土曜の夜、子どもたちを寝かしつけてから、不動産投資のZoom勉強会に参加した。今回は初心者向けの実例共有会で、実際に規模を広げている人たちが、自分の体験をそのまま話してくれる回だった。
画面越しに聞いていて、最初に思ったのは「みんな、思ったより気負っていないな」ということだった。派手なプレゼンをするわけでもなく、淡々とこれまでやってきたことを話していく。でも聞いているうちに、その淡々とした語り口の奥に、共通する何かがある気がしてきた。
## 拡大している人に共通していたこと
話を聞けば聞くほど、規模を広げている人たちには、いくつか共通点があるように見えた。
### 行動を呼吸するように起こす
まず、行動することへのハードルの低さが印象的だった。「良いと思ったら、とりあえず動く」というのが特別なことではなく、呼吸をするのと同じくらい自然に組み込まれている感じがした。迷う時間はもちろんあるんだろうけど、それを外に見せない、というより、迷っている間にもすでに次の一手を動かしている、というほうが近いかもしれない。
### 自分の強み弱みを理解している
もうひとつは、自分の強みと弱みを、わりと客観的に把握しているように見えたことだ。融資に強いのか、物件を見る目に強いのか、それとも人脈や情報収集に強いのか。得意なところはそれぞれ違うのに、みんな自分の武器がどこにあるかを分かった上で、そこを軸に判断している気がした。
### 最終的に、適切な判断をする
そして最後に、いろんな情報や選択肢がある中で、最終的にちゃんと「これでいく」という判断を下せていること。当たり前のようで、これが一番難しいんじゃないかと思う。
## スマートに見えても、中身は泥臭い
もうひとつ勉強になったのは、一見スマートに拡大しているように見える人でも、話を掘り下げていくと、意外と泥臭い方法で規模を広げていたりする、ということだった。
物件を何十件も内見して回ったり、地道に業者さんとの関係を築いたり。

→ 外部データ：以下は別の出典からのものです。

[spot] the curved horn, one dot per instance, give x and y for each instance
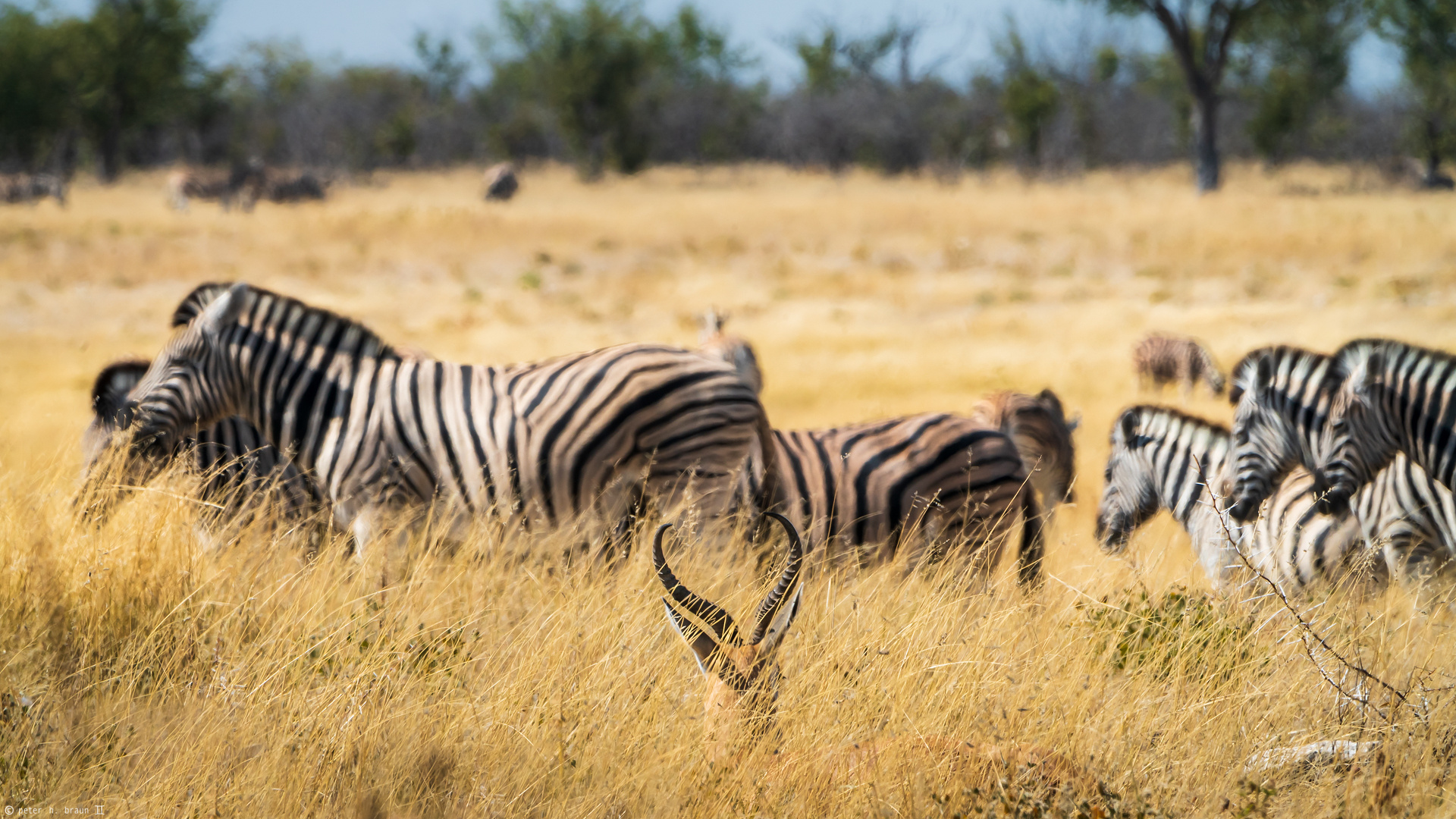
(707, 611)
(781, 591)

表に出てくる結果だけを見ると効率よくやっているように映るけど、その裏側には、行動の選択を自分なりに合理化していくプロセスが積み重なっている。合理化というのは楽をするという意味じゃなくて、「なぜその選択をしたのか」を自分の中で筋道立てて説明できる、という意味に近い気がする。そのプロセスを繰り返しているうちに、結果としてその人なりの拡大の型ができあがっていくんだろうなと、聞いていて腑に落ちた。
## 今の自分にとっては、まだ参考書の段階
正直に言うと、今の僕は拡大とかそういうフェーズにはいない。個人で5棟10室未満を目指している途中で、法人化もこれからの話だ。だから今日聞いた実例も、すぐに自分の行動に反映できるものばかりではなかったと思う。
それでも、こういう話を聞いておくのは無駄じゃない気がする。いつか自分がその段階に来たときに、「そういえば、あの人はこう言っていたな」と思い出せる引き出しが増えるのは、それだけで価値があることだと思うから。
## 一貫していることの、かっこよさ
今日一番印象に残ったのは、具体的な拡大の手法よりも、話していた人たちのマインドが驚くほど一貫していたことだった。派手な言葉を使うわけでもないのに、根っこの部分でぶれていない。
一貫性がある、というのは地味だけど、実はかなり難しいことなんだと思う。状況が変わったり、うまくいかないことが続いたりすると、人はどうしても軸を曲げたくなる。それでも自分の判断基準を貫き通せる人は、それだけで生き様としてかっこいいなと、素直に思った。
拡大のフェーズはまだ先でも、貫くことのかっこよさだけは、今の自分にも真似できる気がしている。